Doing precise timing tests on my system display device (or perils thereof)

I have a low end GPU which I bought for use as my system (Windows) display device. I’m using it for CUDA development work, for what I hope will be a high performing application. Before I invest in a more powerful GPU and look for development partners, I’d like to have some confidence that my code is capable of running at near 100% of the compute capacity of the ultimate target device.
If any of you think this is a fool’s errand, please tell me.
Otherwise, I want to get some reasonable timings of the kernel code on my present device. The kernel is predominantly compute bound and does little communication with the host. Ideally, the clock() interval should be the exactly the same for the same code most of the time.
However, when the times get up to 200 or more cycles, the actual interval samples are so far spread out that I cannot tell how long the code actually takes when nothing is interfering with it.
My device has only a single Kepler SMX, and it is being used for all the system display functions. I would like to reserve half of the SMX for my kernel, which is 96 of the CUDA cores and two warp schedulers. If the second warp scheduler can be kept idle, and the first one running nothing but my kernel, then supposedly it should run the same speed all (or almost all) of the time. Then my clock intervals would be a lot more useful to me.
My device does indeed support priorities, with levels 0 and -1. Do you think this would help my kernel get more processing cycles. And what functions could I call to control the warp schedulers? Is it possible to write a second kernel for the second scheduler that will not interfere with instruction dispatch by the first scheduler – if so, then I might assign both of these kernels to the same pair of schedulers and reserve them.
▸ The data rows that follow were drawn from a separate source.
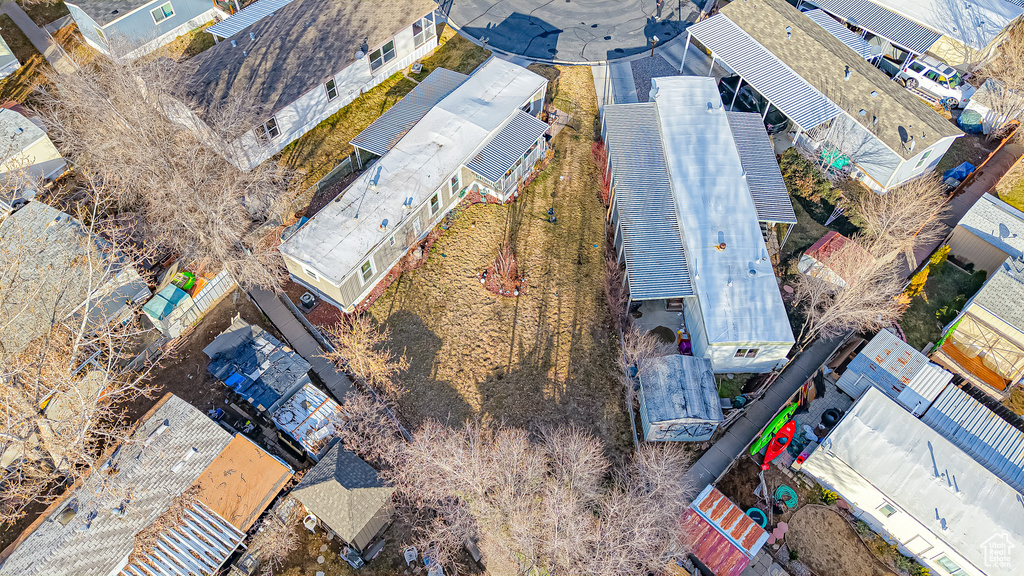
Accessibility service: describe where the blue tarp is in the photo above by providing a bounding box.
[142,284,188,320]
[942,162,974,181]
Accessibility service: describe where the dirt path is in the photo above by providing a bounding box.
[370,68,631,450]
[785,505,895,576]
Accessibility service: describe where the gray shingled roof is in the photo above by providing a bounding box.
[972,256,1024,332]
[292,444,394,548]
[721,0,963,159]
[0,202,113,354]
[184,0,437,124]
[0,396,231,576]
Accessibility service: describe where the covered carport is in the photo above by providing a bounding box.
[680,13,841,140]
[797,0,942,75]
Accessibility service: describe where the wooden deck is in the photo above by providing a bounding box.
[932,341,1010,393]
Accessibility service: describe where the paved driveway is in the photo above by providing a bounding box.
[442,0,699,64]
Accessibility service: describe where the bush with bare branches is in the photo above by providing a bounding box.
[324,316,409,401]
[39,50,292,287]
[384,416,691,575]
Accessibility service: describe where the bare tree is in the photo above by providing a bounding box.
[976,24,1024,135]
[249,506,299,576]
[383,416,691,575]
[855,174,948,270]
[0,188,152,524]
[40,49,291,287]
[795,238,903,345]
[324,316,409,401]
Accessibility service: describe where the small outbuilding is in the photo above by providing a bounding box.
[638,355,722,442]
[292,443,394,562]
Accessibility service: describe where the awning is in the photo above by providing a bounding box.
[687,14,840,130]
[804,10,877,60]
[604,102,693,300]
[466,110,548,182]
[348,68,469,156]
[206,0,292,38]
[811,0,942,54]
[726,110,798,224]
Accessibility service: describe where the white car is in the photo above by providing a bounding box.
[899,56,975,108]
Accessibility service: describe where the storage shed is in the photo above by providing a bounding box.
[638,355,722,442]
[836,330,953,417]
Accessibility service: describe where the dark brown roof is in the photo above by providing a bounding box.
[722,0,964,159]
[185,0,437,123]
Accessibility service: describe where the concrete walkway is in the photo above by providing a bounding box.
[249,288,352,402]
[686,337,846,490]
[0,0,78,74]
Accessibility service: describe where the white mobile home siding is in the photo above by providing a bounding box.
[234,25,437,170]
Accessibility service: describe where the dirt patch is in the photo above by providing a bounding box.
[360,68,632,451]
[785,505,894,576]
[126,288,282,421]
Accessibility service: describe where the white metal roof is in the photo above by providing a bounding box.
[466,110,548,182]
[604,102,693,300]
[281,58,546,284]
[811,0,942,54]
[803,388,1024,576]
[874,0,1024,50]
[921,386,1024,492]
[206,0,292,38]
[348,68,469,156]
[804,10,874,60]
[726,112,797,224]
[956,194,1024,257]
[651,76,794,344]
[686,14,840,130]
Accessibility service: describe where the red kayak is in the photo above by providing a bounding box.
[761,420,797,470]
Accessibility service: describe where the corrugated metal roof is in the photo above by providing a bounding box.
[686,14,840,129]
[466,110,548,182]
[348,68,468,155]
[604,102,693,300]
[206,0,292,38]
[804,10,874,60]
[921,386,1024,492]
[837,330,952,399]
[812,0,942,54]
[120,501,246,576]
[726,112,797,224]
[639,354,722,422]
[803,389,1024,576]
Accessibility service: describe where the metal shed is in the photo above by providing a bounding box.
[638,355,722,442]
[836,330,953,416]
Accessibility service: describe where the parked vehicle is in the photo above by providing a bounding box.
[718,76,790,134]
[899,56,975,108]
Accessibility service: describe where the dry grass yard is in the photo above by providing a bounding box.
[369,67,632,452]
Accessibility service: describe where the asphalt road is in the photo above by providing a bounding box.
[442,0,699,64]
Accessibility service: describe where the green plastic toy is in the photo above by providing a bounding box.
[751,404,797,455]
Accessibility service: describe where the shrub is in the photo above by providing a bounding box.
[906,266,930,300]
[929,244,949,266]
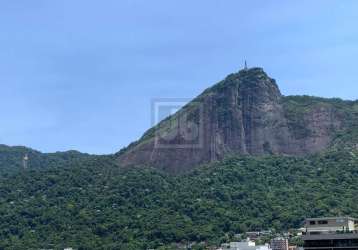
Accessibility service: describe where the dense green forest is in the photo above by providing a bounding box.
[0,149,358,250]
[0,144,96,176]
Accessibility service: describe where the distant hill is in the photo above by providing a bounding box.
[0,144,95,174]
[117,68,358,173]
[0,68,358,250]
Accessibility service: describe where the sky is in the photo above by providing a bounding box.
[0,0,358,154]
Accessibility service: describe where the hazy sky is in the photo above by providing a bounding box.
[0,0,358,153]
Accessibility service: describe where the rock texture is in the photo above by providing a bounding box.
[116,68,350,173]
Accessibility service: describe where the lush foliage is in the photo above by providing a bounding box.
[0,144,96,176]
[0,147,358,250]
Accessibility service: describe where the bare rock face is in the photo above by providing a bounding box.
[117,68,342,173]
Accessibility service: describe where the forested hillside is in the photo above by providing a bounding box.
[0,144,96,175]
[0,149,358,250]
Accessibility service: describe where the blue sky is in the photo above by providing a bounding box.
[0,0,358,154]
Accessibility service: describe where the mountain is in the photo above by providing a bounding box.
[117,68,358,173]
[0,68,358,250]
[0,148,358,250]
[0,144,96,174]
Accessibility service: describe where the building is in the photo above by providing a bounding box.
[218,241,271,250]
[302,217,358,250]
[270,238,288,250]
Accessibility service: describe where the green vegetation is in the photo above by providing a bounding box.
[0,144,96,176]
[0,147,358,250]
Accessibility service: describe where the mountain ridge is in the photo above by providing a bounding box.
[116,67,358,174]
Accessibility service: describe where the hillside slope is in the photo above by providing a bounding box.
[117,68,358,173]
[0,150,358,250]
You don’t have the ability to individually control warp schedulers, or split up a SMX the way you are suggesting. Priorities don’t allow you to arbitrate between CUDA and graphics.
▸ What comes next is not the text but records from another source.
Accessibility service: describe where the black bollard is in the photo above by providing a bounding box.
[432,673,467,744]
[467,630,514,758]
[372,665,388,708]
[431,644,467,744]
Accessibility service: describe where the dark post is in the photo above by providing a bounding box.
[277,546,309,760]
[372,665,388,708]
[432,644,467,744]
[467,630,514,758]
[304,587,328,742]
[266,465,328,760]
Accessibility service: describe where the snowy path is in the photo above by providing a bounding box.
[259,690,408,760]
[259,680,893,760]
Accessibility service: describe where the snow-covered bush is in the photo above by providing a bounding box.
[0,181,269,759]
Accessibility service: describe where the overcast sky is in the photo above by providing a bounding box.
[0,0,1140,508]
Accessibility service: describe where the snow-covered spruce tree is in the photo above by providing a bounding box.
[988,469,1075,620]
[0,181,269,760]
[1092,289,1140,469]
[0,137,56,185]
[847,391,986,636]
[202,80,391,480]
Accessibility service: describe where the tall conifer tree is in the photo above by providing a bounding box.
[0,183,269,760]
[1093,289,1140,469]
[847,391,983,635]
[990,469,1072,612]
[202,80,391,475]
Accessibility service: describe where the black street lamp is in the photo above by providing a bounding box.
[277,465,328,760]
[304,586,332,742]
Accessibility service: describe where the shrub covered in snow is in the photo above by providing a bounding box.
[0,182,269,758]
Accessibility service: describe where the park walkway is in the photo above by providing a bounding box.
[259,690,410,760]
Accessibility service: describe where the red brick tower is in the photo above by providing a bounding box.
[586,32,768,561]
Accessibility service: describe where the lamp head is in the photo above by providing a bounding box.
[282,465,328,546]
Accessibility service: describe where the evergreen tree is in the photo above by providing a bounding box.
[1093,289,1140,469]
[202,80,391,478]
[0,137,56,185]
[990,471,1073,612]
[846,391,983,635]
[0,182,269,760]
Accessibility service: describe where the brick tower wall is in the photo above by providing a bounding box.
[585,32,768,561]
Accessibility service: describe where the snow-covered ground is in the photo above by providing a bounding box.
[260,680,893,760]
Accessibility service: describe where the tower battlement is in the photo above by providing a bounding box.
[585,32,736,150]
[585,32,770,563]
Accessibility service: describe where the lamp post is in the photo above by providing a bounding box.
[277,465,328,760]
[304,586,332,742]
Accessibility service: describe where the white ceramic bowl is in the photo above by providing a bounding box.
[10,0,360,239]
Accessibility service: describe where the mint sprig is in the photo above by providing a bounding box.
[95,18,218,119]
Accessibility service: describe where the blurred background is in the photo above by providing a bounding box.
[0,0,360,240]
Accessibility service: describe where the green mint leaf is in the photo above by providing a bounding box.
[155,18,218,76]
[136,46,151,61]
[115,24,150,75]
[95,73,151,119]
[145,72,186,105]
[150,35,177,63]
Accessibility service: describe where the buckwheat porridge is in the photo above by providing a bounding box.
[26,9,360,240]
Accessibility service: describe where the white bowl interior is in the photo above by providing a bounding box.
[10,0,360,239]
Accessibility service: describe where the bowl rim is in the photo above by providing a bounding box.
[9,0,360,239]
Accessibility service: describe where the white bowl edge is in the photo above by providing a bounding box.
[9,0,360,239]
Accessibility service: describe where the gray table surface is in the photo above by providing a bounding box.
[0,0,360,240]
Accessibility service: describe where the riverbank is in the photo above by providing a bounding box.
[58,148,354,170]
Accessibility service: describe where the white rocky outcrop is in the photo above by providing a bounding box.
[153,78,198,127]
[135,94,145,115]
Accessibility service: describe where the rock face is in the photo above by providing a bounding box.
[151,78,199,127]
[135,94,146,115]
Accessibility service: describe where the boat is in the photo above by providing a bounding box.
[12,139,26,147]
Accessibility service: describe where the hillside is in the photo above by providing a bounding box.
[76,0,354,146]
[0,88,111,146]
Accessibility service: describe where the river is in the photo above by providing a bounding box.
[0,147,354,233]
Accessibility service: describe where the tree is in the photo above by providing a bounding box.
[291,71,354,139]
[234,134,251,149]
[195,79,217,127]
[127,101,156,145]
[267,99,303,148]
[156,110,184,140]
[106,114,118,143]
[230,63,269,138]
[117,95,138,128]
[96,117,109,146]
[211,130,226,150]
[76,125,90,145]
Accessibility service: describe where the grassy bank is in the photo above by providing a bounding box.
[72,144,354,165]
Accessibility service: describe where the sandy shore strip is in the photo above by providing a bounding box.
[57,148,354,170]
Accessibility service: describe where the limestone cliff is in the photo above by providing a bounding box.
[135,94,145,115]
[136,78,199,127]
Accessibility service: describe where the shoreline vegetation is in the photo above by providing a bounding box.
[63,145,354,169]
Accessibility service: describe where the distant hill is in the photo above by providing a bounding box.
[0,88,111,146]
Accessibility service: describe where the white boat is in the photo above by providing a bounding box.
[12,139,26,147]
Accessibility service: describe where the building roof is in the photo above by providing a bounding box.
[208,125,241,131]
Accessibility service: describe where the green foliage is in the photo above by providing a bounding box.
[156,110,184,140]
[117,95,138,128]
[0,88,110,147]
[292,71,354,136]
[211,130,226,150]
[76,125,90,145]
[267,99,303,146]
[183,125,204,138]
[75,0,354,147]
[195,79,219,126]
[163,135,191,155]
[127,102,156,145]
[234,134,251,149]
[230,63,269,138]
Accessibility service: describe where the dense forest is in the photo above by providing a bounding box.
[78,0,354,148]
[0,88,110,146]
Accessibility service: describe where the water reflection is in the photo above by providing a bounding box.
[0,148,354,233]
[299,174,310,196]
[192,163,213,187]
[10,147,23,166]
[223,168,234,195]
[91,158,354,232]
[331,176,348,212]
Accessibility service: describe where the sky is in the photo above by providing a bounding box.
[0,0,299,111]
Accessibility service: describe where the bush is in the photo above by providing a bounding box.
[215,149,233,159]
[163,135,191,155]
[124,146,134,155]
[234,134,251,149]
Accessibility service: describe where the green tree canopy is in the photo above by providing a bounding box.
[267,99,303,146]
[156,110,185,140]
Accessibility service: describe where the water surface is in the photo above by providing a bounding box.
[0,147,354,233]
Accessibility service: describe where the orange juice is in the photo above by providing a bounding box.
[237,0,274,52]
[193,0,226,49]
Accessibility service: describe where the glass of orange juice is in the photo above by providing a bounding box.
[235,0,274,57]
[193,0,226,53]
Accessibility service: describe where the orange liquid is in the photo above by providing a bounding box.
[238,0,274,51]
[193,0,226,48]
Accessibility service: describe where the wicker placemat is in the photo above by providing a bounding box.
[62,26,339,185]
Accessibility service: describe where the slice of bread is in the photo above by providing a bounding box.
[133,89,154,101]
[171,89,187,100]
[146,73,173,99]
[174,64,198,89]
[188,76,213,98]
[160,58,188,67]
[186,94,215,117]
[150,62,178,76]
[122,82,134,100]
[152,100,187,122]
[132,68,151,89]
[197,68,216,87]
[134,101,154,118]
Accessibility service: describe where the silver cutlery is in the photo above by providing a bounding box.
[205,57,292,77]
If you want to reserve a device for CUDA, and in general my recommendation for CUDA work, I would switch to linux.

I would recommend getting a more powerful device dedicated to CUDA as soon as possible, and devote your existing card to driving the display.
My experience when I started with CUDA a while ago was that the scaling did not work out as I anticipated, and I had to rework large parts of my code.
CUDA has become more forgiving to non-optimal code since, and easier to use in general. So my experience may not directly translate to contemporary CUDA versions and GPUs, where even low-end devices are much more powerful now. But I’d believe it still makes a difference, and timing code on a WDDM device also driving the display is so hard I wouldn’t even try.

On Windows you’d want a card you can put into TCC mode (Tesla, or apparently (some?) Titans which you’ll now have to buy second hand).